IDEA: Unicode characters database representation.

Index > Projects and Ideas > IDEA: Unicode characters database representation.

Goto page Previous 1, 2

Author

Thread

cod3b453

Joined: 25 Aug 2004
Posts: 618

cod3b453 25 Feb 2013, 22:02

cod3b453 wrote:

...
JohnFound wrote:

3. How these ranges structures will be created from the file UnicodeData.txt?
To be honest, either some complicated app/script or manually...

Actually having thought about this a little more it should be possible to extract pairs of upper/lower in the list and then merge consecutive groups to form the tables:

grep "UPPER\|LOWER"
match 'a UPPER x' to 'b LOWER x' to form a <-> b pairs for character x
merge
EDIT: "while pairs have same difference and increment increment current set limit"

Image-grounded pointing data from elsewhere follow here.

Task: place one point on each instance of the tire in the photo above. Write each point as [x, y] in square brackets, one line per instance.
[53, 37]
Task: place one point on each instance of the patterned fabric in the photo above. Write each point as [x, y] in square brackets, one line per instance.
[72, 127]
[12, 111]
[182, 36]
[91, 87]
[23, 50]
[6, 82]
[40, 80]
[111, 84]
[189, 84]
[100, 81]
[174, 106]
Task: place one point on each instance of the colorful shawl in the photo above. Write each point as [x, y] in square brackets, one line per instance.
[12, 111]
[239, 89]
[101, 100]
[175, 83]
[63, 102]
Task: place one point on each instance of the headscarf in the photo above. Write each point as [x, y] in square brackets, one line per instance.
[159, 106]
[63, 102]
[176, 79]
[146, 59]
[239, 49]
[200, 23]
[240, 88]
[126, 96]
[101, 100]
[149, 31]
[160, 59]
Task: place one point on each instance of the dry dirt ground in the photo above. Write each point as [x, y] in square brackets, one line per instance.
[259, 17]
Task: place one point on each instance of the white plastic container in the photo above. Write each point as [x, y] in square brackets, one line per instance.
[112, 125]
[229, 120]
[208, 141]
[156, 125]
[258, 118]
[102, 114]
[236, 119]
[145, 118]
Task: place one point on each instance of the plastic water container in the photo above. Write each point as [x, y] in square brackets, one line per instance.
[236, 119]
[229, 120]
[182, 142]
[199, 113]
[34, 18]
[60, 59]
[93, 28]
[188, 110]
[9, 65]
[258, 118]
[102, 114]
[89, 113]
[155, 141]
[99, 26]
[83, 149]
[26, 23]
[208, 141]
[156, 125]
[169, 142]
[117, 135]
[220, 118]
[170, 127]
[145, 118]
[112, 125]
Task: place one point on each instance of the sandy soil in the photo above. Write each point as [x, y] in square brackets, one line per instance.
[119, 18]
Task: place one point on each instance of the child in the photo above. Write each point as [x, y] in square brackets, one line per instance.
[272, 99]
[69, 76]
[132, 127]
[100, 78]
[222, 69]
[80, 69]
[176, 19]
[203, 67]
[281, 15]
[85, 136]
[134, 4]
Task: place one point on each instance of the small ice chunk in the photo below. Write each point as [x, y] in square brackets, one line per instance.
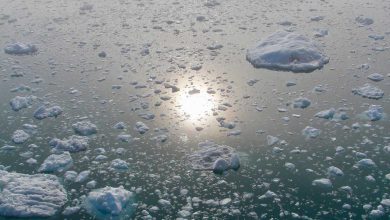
[271, 140]
[334, 172]
[56, 163]
[301, 103]
[120, 125]
[376, 77]
[109, 203]
[365, 164]
[30, 196]
[326, 114]
[83, 175]
[287, 51]
[141, 127]
[119, 164]
[19, 102]
[364, 20]
[45, 112]
[374, 112]
[369, 91]
[20, 136]
[323, 183]
[84, 128]
[72, 144]
[310, 132]
[220, 166]
[20, 49]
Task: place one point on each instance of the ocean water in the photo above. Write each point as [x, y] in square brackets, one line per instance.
[200, 47]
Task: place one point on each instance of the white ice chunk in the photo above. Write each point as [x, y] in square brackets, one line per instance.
[84, 128]
[56, 163]
[369, 91]
[287, 51]
[109, 203]
[20, 48]
[30, 196]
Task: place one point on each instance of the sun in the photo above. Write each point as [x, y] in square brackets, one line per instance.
[196, 106]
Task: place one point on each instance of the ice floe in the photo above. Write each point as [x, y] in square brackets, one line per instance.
[84, 128]
[20, 48]
[30, 196]
[218, 158]
[110, 203]
[287, 51]
[45, 112]
[72, 144]
[369, 91]
[56, 163]
[20, 102]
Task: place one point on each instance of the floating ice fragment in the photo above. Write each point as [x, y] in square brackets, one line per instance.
[326, 114]
[45, 112]
[20, 136]
[110, 203]
[369, 91]
[56, 163]
[19, 102]
[374, 112]
[84, 128]
[310, 132]
[141, 127]
[364, 20]
[72, 144]
[376, 77]
[365, 164]
[119, 164]
[20, 49]
[334, 172]
[30, 196]
[301, 103]
[323, 183]
[287, 51]
[218, 158]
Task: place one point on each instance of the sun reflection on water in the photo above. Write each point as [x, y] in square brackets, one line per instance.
[196, 106]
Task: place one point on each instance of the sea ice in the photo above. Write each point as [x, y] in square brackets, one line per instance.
[45, 112]
[141, 127]
[109, 203]
[374, 112]
[20, 102]
[376, 77]
[326, 114]
[364, 20]
[20, 136]
[301, 103]
[72, 144]
[365, 164]
[20, 49]
[218, 158]
[322, 183]
[287, 51]
[84, 128]
[30, 196]
[56, 163]
[369, 91]
[310, 132]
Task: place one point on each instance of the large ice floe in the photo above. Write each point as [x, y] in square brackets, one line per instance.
[20, 49]
[56, 163]
[369, 91]
[45, 112]
[110, 203]
[287, 51]
[72, 144]
[30, 196]
[218, 158]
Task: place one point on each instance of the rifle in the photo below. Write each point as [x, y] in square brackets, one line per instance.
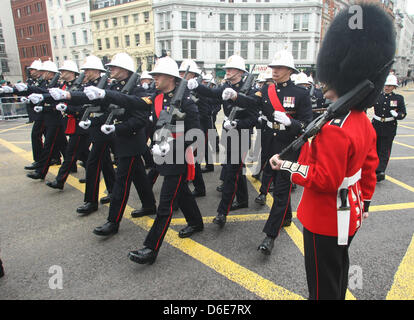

Last edited by cod3b453 on 04 Mar 2013, 22:31; edited 1 time in total

25 Feb 2013, 22:02

Madis731

Joined: 25 Sep 2003
Posts: 2138
Location: Estonia

Madis731 28 Feb 2013, 12:00

I'm going off-topic here, but I have thought about unicode many times. My problem was not the decoding but representation. http://www.fileformat.info/info/unicode/char/0040/commercial_at.svg
Sometimes glyphs take more than a KB in SVG.

On topic: isn't the easiest way to remap unicode characters (in database) like in ASCII where you add/subtract 20h? If there are more letters just use another bit to flip between case. Other characters just after the table.

28 Feb 2013, 12:00

cod3b453

Joined: 25 Aug 2004
Posts: 618

cod3b453 28 Feb 2013, 23:11

Madis731 wrote:

...
On topic: isn't the easiest way to remap unicode characters (in database) like in ASCII where you add/subtract 20h? If there are more letters just use another bit to flip between case. Other characters just after the table.

Yes but unfortunately it's only that simple for ASCII. Some are interleaved 1 and 1 or in blocks like 6 and 6 (see latin/cyrillic/greek groups). On top of this they're not all aligned but addition is no worse than xor and works the same.

28 Feb 2013, 23:11

shoorick

Joined: 25 Feb 2005
Posts: 1614
Location: Ukraine

shoorick 01 Mar 2013, 06:55

JohnFound wrote:

For example, the Chinese hieroglyphs have no case, so they will not be placed in the tables.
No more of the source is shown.